Hayabusa-2 has now taken pictures of the area below where the “small carry-on impactor” (SCI) device was to have detonated, and identified a dark disturbance in which fresh material has been excavated from beneath the surface.

Scientists working on the Japanese Aerospace Agency (Jaxa) mission said the blast area on the surface measures about 20m in diameter – twice the size of the crater they expected to see.

The mission’s official account tweeted: “We did not expect such a big alteration, so a lively debate has been initiated in the project!”

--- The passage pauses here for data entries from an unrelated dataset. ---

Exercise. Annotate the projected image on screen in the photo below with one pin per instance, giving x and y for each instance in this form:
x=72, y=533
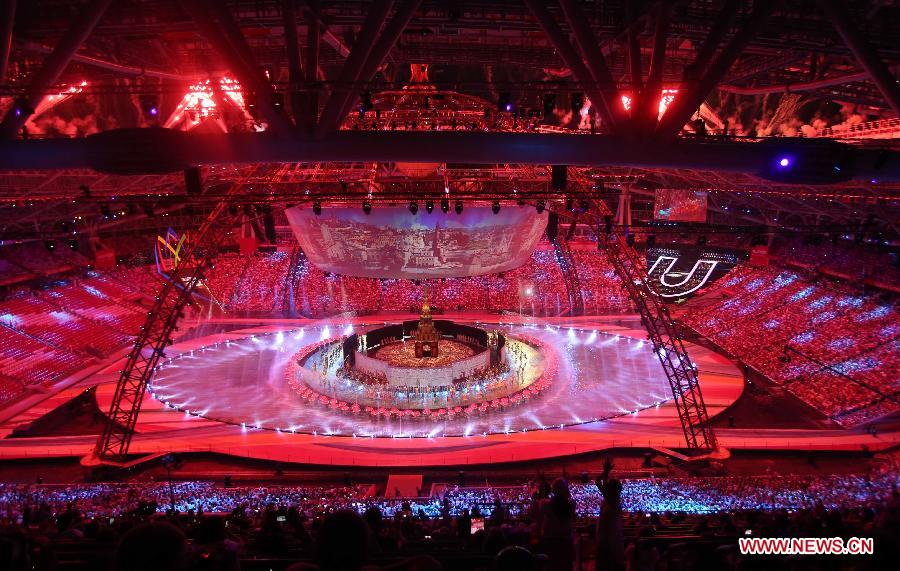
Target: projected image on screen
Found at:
x=392, y=243
x=680, y=204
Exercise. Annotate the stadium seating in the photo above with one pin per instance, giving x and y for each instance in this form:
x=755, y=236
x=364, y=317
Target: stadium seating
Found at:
x=843, y=347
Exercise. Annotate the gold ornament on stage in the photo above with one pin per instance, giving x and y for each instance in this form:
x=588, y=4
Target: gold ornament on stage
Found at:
x=426, y=336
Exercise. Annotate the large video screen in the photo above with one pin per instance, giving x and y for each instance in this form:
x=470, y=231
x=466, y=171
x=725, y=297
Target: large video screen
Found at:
x=393, y=243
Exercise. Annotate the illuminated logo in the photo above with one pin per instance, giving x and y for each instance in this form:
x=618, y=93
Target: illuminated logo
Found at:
x=677, y=272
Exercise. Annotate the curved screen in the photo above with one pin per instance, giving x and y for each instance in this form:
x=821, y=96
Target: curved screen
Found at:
x=393, y=243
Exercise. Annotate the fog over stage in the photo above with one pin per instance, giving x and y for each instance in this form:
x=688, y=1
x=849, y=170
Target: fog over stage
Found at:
x=600, y=375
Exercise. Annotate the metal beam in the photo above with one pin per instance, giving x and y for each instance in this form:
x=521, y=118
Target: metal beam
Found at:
x=117, y=67
x=593, y=56
x=383, y=47
x=295, y=72
x=347, y=80
x=53, y=67
x=148, y=151
x=691, y=97
x=572, y=59
x=232, y=46
x=7, y=18
x=634, y=55
x=313, y=29
x=864, y=53
x=713, y=39
x=311, y=12
x=648, y=110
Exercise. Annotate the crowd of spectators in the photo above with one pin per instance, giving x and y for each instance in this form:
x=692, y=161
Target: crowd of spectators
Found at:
x=49, y=333
x=847, y=258
x=610, y=524
x=824, y=341
x=262, y=282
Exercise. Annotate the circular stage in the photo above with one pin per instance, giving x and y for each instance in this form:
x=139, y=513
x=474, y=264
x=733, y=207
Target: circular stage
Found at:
x=587, y=374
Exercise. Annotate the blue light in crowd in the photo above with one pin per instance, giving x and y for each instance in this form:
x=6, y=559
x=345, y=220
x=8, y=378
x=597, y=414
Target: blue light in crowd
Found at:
x=880, y=311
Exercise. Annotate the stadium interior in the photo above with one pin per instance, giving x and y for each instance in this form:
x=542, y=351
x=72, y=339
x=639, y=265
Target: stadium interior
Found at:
x=463, y=285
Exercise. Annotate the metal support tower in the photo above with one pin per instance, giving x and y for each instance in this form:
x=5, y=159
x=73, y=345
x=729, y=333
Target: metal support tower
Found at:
x=156, y=333
x=667, y=344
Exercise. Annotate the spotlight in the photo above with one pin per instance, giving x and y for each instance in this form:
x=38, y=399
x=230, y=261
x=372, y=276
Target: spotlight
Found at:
x=365, y=101
x=549, y=101
x=577, y=101
x=503, y=101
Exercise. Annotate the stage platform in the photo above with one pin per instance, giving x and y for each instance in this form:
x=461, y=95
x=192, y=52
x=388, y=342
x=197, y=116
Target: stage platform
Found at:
x=246, y=380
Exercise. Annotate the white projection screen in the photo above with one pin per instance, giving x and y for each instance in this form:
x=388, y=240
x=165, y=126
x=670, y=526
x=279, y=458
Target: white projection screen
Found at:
x=393, y=243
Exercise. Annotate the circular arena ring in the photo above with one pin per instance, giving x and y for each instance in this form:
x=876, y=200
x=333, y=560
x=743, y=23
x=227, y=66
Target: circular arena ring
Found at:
x=582, y=375
x=527, y=375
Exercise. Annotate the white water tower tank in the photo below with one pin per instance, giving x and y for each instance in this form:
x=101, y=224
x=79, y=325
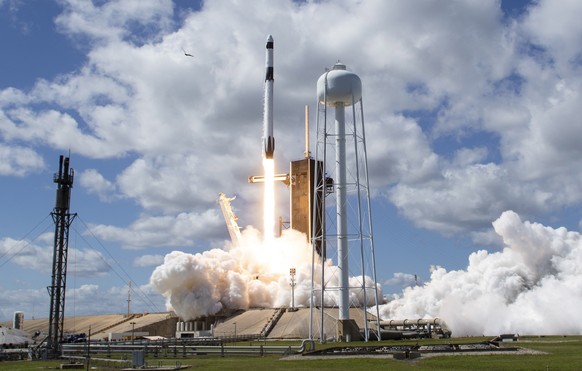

Because of the debris that would have been thrown up in this event, Hayabusa-2 manoeuvred itself before the detonation to the far side of 800m-wide Ryugu – out of harm’s way and out of sight.

But the probe left a small camera behind called DCAM3 to observe the explosion.

Image copyright Akihiro Ikeshita
Image caption Artwork: Scientists want to retrieve a fresh sample of material from the crater

Hayabusa-2 later returned to its “home position” about 20km above the asteroid’s surface. From here, it conducted a search for the crater produced in the explosion.

In coming weeks, scientists will command the probe to descend into the crater to collect its fresh samples.

Because they will come from within the asteroid, they will be less altered by the harsh environment of space.

Bombardment with cosmic radiation over the aeons is thought to change the surfaces of these planetary building blocks.

Ryugu belongs to a particularly primitive type of space rock known as a C-type asteroid. It’s a relic left over from the early days of our Solar System, and therefore records the conditions and chemistry of that time – some 4.5 billion years ago.